The Feast of St. Nicholas
Following the feast of St. Andrew, prefeast hymns of the Nativity are heard once again on the feast of St. Nicholas, the fourth-century bishop of Myra in Lycia who through the ages had come to be especially connected with the festival of Christ's birth.
O you who love the festivals,
Come gather and sing the praises of the fair beauty of bishops,
The glory of the fathers,
The fountain of wonders and great protector of the faithful.
Let us all say: Rejoice, O guardian of the people of Myra,
Their head and honored counselor,
The pillar of the Church which cannot be shaken.
Rejoice, O light full of brightness,
That makes the ends of the world shine with wonders.

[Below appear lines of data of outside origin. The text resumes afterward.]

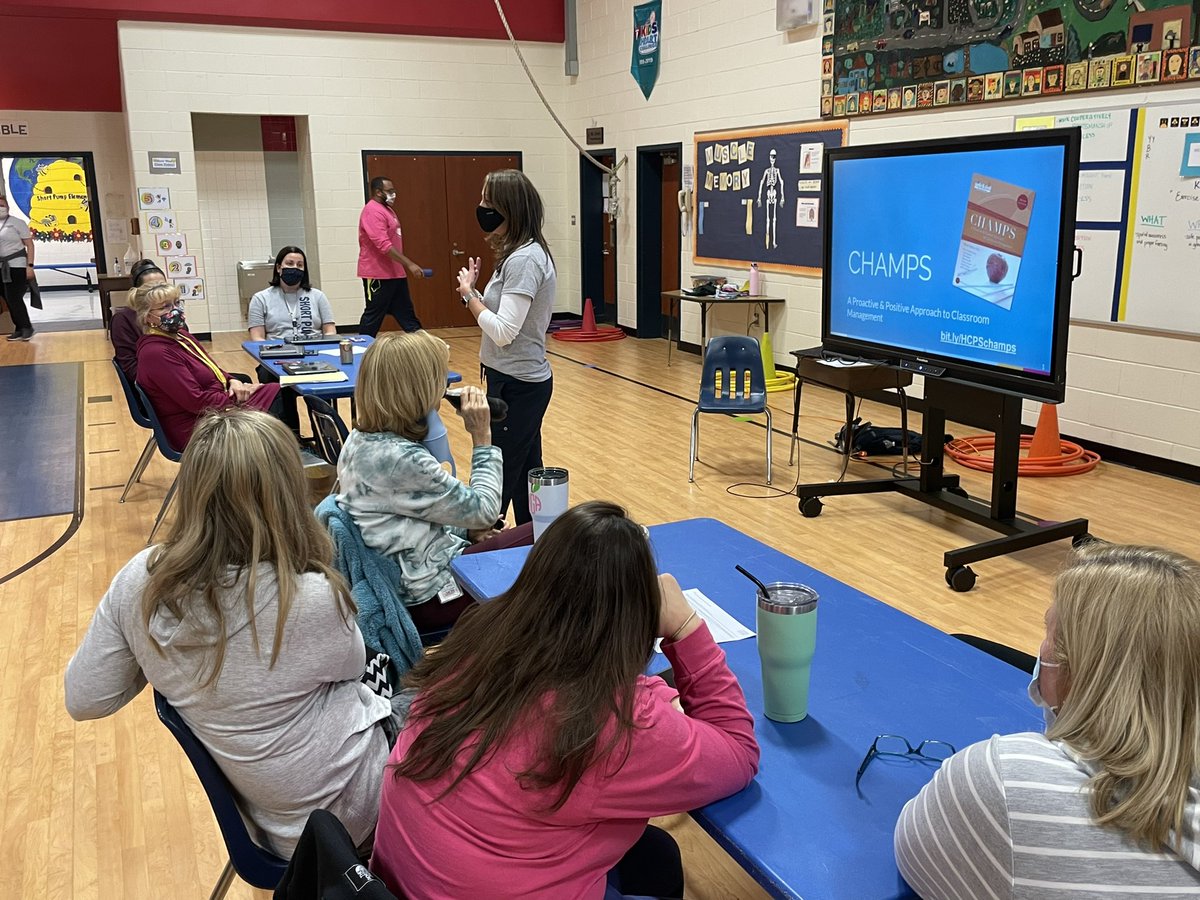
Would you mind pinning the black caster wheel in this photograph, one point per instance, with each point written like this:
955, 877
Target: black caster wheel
960, 577
811, 507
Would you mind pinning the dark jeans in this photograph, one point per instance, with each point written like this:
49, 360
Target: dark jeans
652, 867
15, 298
387, 295
287, 400
435, 615
519, 436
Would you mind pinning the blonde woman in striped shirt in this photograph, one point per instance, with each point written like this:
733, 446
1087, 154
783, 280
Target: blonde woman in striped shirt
1107, 803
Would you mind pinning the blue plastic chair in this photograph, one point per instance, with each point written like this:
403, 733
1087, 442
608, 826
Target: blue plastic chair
167, 450
257, 867
730, 363
139, 418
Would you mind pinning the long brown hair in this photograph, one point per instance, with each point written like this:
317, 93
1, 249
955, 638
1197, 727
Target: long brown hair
511, 193
1128, 641
243, 501
558, 653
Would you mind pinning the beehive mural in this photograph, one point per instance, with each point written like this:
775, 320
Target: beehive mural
58, 204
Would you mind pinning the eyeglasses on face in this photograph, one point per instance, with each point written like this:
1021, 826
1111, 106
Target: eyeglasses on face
897, 745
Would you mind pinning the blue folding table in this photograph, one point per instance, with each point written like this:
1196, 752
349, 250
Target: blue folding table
801, 829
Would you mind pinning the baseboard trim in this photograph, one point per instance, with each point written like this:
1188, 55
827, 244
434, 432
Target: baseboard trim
1133, 459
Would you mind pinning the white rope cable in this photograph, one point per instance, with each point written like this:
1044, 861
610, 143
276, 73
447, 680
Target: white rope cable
594, 161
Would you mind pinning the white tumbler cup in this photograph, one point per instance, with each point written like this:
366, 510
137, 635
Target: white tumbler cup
547, 497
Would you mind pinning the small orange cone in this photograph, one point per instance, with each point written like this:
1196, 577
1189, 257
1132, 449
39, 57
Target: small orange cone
589, 331
1047, 443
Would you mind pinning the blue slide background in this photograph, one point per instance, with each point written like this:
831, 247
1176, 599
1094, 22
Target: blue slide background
916, 204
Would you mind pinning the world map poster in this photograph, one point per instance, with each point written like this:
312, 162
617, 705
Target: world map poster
898, 55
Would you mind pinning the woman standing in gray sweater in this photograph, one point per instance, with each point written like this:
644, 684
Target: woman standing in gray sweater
239, 621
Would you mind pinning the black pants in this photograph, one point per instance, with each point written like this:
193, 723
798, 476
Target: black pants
15, 299
387, 295
519, 436
287, 400
652, 867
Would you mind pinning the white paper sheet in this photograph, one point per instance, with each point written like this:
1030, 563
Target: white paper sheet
723, 627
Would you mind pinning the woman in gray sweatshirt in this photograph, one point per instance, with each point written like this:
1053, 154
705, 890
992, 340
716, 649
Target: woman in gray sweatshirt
240, 622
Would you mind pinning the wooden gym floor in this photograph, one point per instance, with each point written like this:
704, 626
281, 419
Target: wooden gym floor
111, 809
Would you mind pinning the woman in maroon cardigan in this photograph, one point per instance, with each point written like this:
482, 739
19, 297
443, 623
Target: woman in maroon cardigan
179, 377
124, 328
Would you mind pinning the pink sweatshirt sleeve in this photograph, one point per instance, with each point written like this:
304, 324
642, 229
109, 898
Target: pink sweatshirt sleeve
377, 227
679, 761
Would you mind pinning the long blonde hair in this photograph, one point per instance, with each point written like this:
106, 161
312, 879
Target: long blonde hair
243, 501
403, 377
1128, 640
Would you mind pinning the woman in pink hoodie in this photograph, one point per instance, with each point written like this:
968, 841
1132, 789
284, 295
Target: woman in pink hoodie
537, 750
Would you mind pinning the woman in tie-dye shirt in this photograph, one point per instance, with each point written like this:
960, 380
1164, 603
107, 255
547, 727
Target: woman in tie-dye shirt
403, 502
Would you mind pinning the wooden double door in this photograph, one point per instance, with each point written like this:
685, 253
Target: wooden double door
436, 201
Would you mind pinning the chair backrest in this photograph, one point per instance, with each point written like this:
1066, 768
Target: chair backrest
136, 412
160, 436
256, 865
328, 427
730, 361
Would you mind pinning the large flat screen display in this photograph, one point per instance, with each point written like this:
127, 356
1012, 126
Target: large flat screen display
957, 256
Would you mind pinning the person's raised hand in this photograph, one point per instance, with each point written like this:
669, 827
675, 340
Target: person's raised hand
676, 612
475, 415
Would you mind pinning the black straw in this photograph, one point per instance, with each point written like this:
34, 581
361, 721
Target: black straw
761, 586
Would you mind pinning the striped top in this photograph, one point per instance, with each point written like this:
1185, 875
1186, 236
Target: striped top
1009, 817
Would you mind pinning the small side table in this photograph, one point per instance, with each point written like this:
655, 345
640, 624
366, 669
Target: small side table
852, 381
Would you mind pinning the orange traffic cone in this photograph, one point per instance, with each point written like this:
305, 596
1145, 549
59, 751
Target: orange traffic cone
1047, 443
589, 331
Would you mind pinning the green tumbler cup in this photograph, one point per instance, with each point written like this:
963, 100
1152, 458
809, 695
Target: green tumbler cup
787, 637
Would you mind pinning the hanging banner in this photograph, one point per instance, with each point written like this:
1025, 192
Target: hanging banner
647, 28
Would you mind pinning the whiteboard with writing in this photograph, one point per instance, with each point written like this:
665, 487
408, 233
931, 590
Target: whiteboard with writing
1163, 231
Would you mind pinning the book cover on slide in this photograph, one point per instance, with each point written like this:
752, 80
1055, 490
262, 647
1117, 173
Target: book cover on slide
994, 232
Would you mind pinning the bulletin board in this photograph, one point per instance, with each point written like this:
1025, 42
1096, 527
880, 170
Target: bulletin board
759, 195
1138, 220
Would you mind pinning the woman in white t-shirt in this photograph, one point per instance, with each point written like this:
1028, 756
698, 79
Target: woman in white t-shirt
291, 307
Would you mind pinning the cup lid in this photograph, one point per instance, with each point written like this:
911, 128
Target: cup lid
547, 475
787, 598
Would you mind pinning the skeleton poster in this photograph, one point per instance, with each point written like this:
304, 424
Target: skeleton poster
759, 196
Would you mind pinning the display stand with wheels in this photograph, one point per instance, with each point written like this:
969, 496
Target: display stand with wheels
983, 408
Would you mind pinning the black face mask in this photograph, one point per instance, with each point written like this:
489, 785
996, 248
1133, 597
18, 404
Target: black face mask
489, 219
172, 322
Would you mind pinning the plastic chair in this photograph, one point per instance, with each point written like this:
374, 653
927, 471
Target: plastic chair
167, 450
257, 867
138, 415
730, 360
328, 427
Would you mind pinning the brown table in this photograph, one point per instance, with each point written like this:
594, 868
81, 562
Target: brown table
107, 285
852, 381
677, 297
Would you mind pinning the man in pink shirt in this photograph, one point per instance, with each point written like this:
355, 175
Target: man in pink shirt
383, 264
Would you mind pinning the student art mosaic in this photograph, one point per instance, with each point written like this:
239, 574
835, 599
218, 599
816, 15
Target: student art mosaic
889, 55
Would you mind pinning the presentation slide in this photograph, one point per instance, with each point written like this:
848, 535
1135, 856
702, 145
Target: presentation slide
953, 255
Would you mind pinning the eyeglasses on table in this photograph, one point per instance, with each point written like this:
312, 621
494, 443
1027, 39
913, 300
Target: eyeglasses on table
897, 745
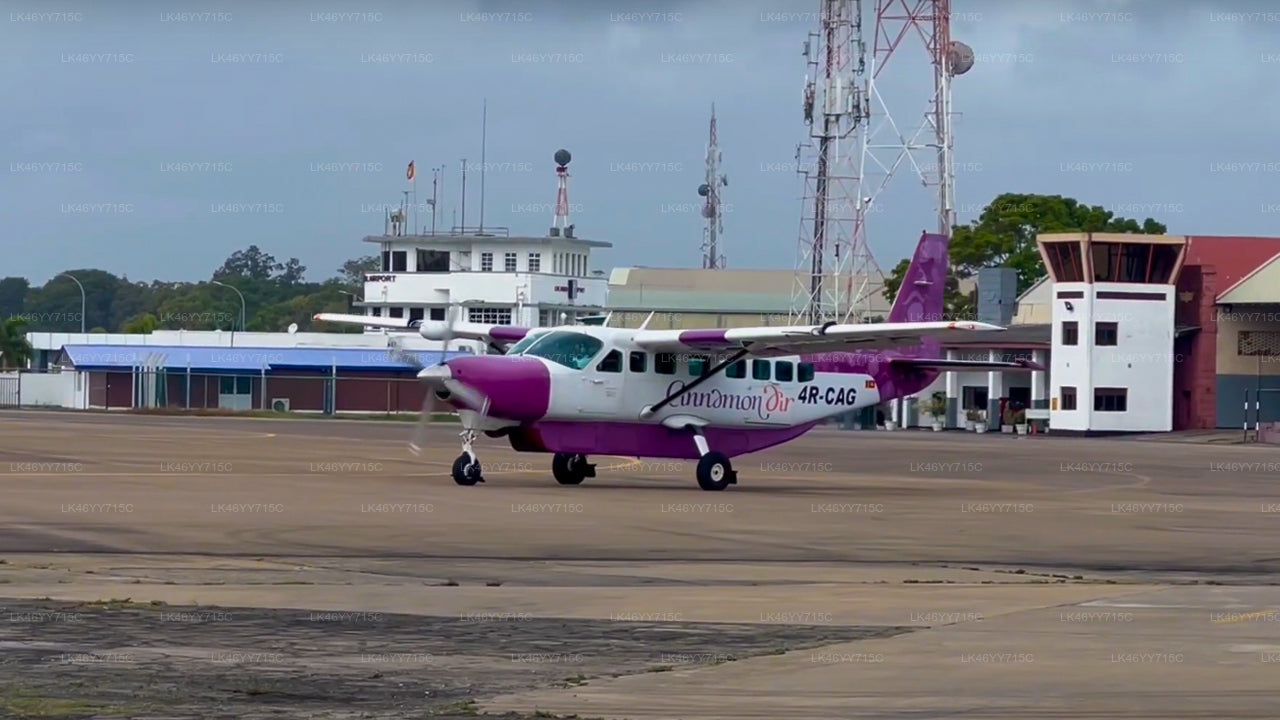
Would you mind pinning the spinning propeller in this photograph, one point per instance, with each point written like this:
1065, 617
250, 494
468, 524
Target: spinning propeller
439, 381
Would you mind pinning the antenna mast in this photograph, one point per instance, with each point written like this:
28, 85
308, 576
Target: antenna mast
484, 137
712, 258
560, 223
832, 255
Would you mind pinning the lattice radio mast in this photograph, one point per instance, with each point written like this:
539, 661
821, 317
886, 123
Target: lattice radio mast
832, 254
711, 191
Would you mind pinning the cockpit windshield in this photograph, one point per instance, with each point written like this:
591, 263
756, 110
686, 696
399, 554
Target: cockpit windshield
520, 347
563, 347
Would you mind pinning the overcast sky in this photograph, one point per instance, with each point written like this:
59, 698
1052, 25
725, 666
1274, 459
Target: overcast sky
152, 144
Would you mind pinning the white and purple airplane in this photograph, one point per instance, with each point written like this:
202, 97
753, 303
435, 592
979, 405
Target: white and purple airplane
705, 395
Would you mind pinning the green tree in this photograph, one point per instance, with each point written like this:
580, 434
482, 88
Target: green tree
352, 272
14, 349
144, 323
1004, 236
251, 263
13, 296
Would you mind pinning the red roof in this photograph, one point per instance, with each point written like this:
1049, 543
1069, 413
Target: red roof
1233, 256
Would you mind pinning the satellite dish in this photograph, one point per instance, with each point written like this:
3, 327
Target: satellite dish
960, 58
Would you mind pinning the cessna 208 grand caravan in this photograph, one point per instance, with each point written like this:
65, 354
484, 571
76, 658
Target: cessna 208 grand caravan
705, 395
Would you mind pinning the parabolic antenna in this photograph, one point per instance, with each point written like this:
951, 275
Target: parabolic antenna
960, 58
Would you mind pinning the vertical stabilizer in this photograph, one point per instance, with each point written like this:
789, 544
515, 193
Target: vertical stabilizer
920, 299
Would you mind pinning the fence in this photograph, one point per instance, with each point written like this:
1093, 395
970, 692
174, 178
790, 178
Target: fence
1266, 415
159, 388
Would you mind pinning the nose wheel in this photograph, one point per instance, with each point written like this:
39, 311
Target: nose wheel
714, 470
571, 469
466, 466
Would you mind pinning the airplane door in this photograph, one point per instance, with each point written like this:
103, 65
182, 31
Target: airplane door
602, 387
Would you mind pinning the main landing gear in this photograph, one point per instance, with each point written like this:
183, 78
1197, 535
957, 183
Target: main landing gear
466, 468
571, 469
714, 470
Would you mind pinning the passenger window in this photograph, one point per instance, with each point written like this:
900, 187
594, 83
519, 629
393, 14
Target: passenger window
805, 372
782, 372
612, 363
696, 365
760, 369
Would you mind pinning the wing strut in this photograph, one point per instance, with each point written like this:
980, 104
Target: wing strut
709, 374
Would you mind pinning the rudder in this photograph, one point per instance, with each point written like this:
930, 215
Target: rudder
920, 299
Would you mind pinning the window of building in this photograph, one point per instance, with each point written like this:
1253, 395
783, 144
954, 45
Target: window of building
736, 370
1106, 333
433, 260
698, 365
784, 372
804, 372
1070, 332
1257, 343
760, 369
1111, 400
973, 397
1068, 397
612, 363
489, 315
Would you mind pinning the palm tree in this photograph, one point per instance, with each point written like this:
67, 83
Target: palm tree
14, 349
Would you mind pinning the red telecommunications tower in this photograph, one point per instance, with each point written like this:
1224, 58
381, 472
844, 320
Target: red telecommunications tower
560, 224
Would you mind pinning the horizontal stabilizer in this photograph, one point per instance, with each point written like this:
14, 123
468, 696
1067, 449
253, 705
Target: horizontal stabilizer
368, 320
1027, 365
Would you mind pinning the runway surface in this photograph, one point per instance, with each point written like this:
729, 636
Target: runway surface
862, 574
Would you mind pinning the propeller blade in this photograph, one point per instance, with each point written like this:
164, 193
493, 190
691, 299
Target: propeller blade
419, 442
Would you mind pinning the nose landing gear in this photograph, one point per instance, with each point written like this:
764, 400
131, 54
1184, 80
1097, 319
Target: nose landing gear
571, 469
466, 466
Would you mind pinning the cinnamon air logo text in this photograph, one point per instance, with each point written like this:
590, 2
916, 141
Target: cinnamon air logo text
763, 404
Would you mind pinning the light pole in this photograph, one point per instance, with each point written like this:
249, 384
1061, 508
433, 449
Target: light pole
242, 301
82, 296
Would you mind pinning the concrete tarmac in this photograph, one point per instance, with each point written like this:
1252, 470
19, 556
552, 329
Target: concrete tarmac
1041, 577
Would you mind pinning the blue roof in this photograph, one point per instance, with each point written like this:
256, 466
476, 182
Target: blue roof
241, 359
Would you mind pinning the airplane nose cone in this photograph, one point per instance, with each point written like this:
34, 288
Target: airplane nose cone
519, 388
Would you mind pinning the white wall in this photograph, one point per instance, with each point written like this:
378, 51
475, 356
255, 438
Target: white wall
54, 390
1142, 360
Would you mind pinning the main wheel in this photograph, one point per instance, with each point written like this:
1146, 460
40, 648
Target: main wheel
568, 469
466, 472
714, 472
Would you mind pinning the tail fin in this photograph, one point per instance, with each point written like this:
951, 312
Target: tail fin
920, 297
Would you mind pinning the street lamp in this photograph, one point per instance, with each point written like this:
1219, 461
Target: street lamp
242, 301
82, 296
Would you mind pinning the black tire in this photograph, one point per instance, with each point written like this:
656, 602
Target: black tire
465, 472
568, 469
714, 472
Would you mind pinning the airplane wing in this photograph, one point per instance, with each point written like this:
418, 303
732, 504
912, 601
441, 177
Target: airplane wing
433, 329
776, 341
965, 364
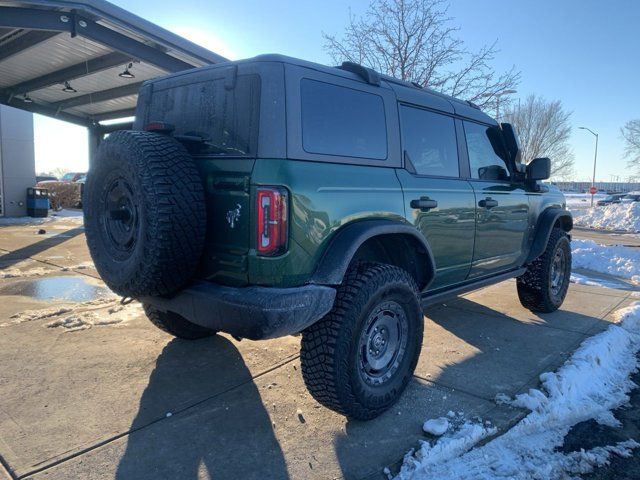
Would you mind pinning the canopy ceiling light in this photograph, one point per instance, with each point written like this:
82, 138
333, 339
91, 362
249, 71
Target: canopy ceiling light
68, 88
127, 73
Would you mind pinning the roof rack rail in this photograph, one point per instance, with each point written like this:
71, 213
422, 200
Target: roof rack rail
367, 74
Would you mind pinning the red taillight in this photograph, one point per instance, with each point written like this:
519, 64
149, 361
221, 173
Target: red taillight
273, 229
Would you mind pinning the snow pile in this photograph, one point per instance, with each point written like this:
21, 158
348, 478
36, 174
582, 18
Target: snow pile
617, 260
619, 216
592, 383
583, 280
80, 316
436, 426
581, 200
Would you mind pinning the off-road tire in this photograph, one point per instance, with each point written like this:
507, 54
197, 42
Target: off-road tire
331, 354
535, 286
176, 325
156, 247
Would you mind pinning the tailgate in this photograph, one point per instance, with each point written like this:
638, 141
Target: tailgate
228, 194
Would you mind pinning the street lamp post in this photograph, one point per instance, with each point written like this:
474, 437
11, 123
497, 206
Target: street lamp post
595, 158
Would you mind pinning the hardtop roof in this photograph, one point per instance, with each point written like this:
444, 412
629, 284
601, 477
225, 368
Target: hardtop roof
404, 91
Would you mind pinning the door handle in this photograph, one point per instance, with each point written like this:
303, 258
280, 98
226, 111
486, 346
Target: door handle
424, 203
488, 203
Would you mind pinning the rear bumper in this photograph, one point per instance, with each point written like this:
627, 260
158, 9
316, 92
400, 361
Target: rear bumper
251, 312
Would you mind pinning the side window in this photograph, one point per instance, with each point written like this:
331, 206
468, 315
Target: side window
342, 121
429, 141
487, 153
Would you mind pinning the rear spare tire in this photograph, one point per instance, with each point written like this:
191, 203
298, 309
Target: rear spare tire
145, 217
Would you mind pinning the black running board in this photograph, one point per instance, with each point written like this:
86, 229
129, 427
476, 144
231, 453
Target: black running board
437, 297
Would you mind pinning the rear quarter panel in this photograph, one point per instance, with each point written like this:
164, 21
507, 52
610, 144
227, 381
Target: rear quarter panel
323, 198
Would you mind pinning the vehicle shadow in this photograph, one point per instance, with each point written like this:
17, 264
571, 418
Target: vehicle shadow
218, 428
470, 353
23, 253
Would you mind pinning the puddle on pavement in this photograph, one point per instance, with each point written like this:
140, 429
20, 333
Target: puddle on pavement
66, 288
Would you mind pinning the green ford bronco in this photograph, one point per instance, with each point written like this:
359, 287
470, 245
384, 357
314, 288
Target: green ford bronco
274, 196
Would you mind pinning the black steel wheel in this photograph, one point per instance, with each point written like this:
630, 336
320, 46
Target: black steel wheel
358, 359
544, 286
145, 216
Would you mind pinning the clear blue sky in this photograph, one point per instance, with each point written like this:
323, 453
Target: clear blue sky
584, 53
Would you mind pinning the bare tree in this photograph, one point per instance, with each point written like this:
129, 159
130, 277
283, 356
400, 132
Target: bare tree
631, 135
416, 41
544, 128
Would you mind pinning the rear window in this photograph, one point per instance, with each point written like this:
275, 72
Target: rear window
342, 121
219, 120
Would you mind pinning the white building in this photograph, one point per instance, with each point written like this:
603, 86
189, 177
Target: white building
17, 160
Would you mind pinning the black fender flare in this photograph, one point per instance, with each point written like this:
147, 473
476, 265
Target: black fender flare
346, 241
545, 224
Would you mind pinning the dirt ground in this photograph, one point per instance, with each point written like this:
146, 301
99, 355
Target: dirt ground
90, 389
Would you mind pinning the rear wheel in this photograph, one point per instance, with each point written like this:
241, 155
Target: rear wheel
544, 286
176, 325
358, 359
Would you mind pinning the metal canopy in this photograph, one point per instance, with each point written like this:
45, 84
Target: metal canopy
84, 45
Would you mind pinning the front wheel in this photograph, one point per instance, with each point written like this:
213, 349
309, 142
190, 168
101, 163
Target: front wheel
359, 358
544, 285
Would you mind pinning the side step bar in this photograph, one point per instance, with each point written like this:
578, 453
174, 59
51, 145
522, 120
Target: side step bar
437, 297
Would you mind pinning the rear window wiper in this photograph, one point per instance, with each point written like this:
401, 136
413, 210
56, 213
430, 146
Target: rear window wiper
201, 141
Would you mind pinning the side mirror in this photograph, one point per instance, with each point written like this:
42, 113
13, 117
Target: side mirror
539, 169
512, 143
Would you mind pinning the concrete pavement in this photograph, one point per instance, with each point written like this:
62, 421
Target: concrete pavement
124, 400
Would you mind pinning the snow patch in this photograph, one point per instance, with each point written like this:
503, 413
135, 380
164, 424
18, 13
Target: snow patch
40, 271
81, 316
615, 260
619, 216
436, 426
70, 216
592, 383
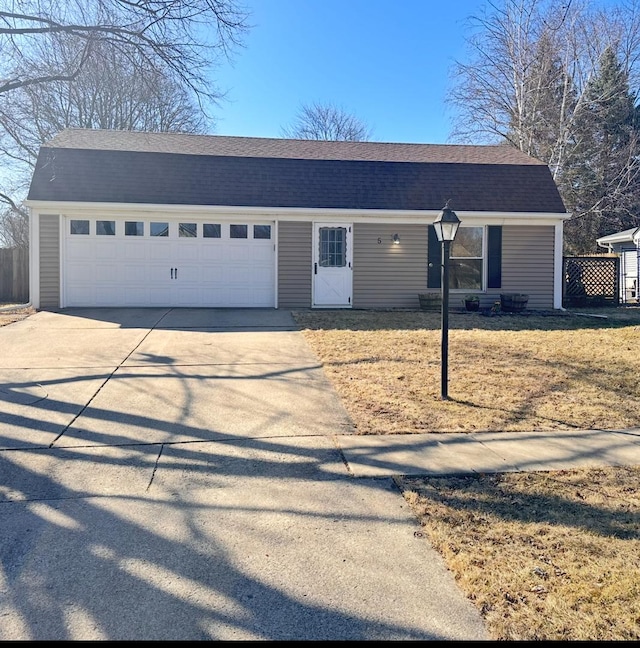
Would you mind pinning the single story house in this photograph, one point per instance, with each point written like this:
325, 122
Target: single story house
625, 245
122, 218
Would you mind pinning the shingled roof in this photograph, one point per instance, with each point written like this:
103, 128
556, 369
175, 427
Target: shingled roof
183, 169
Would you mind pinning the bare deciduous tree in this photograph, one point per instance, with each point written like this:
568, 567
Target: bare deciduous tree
325, 121
118, 64
182, 36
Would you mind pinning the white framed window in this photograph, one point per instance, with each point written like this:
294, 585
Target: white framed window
466, 265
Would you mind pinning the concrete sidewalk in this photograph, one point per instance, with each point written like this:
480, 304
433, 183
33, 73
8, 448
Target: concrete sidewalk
488, 452
171, 474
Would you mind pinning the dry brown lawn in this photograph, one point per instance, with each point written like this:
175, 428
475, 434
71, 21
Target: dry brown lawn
9, 315
544, 556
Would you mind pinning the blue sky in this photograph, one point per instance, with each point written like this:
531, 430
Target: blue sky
388, 63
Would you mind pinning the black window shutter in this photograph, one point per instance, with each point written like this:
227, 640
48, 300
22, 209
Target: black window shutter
434, 259
494, 259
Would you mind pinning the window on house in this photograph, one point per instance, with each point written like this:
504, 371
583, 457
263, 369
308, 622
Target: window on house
333, 247
159, 229
188, 230
262, 231
133, 228
238, 231
79, 227
211, 230
105, 228
466, 259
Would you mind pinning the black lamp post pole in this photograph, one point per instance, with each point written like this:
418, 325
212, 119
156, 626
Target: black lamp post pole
446, 245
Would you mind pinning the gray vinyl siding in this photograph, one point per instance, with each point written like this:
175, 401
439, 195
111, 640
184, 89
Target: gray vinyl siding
386, 275
49, 261
527, 264
294, 264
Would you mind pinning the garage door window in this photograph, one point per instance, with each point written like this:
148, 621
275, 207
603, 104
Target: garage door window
79, 227
238, 231
211, 230
105, 228
133, 228
159, 229
262, 231
188, 230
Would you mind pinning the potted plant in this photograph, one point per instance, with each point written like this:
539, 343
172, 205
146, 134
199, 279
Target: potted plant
472, 302
513, 302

Rejoice, O divine delight of the afflicted,
The fervent advocate of those who suffer from injustice.
And now, O all-blessed Nicholas,
Never cease praying to Christ our God
For those who honor the festival of your memory
With faith and love.
Sad as it is to see St. Nicholas transformed into the red-suited Santa Claus of the secular winter "holidays," it is easy to understand why the holy bishop has become so closely connected with the festival of Christ's birth. The stories about the saint, fabricated and embroidered in Christian imagination over the ages, in various times and places, all tell of the simple faith and love of the man known only for his goodness and love.
The extraordinary thing about the image of St. Nicholas in the Church is that he is not known for anything extraordinary. He was not a theologian and never wrote a word, yet he is famous in the memory of believers as a zealot for Orthodoxy, allegedly accosting the heretic Arius at the first ecumenical council in Nicaea for denying the divinity of God's Son. He was not an ascetic and did no outstanding feats of fasting and vigils, yet he is praised for his possession of the "fruit of the Holy Spirit... love, joy, peace, patience, kindness, goodness, faithfulness, gentleness, self-control" (Gal 5:22-23). He was not a mystic in our present meaning of the term but he lived daily with the Lord and was godly in all his words and deeds. He was not a prophet in the technical sense, yet he proclaimed the Word of God, exposed the sins of the wicked, defended the rights of the oppressed and afflicted, and battled against every form of injustice with supernatural compassion and mercy. In a word, he was a good pastor, father, and bishop to his flock, known especially for his love and care for the poor. Most simply put, he was a divinely good person.
Like God and like Jesus, St. Nicholas was genuinely good. Real goodness is possible. For, to quote the Lord again, "with men this is impossible, but with God all things are possible" (Mt 19:26). A human being, even a rich human being who believes in God, can be genuinely good with God's own goodness. "For truly I say to you, says the Lord, "if you have faith as a grain of mustard seed... nothing will be impossible to you" (Mt 17:20-21).
The Messiah has come so that human beings can live lives which are, strictly speaking, humanly impossible. He has come so that people can really be good. One of the greatest and most beloved examples among believers that this is true is the holy bishop of Myra about whom almost nothing else is known, or needs to be known, except that he was good. For this reason alone he remains, even in his secularized form, the very spirit of Christmas.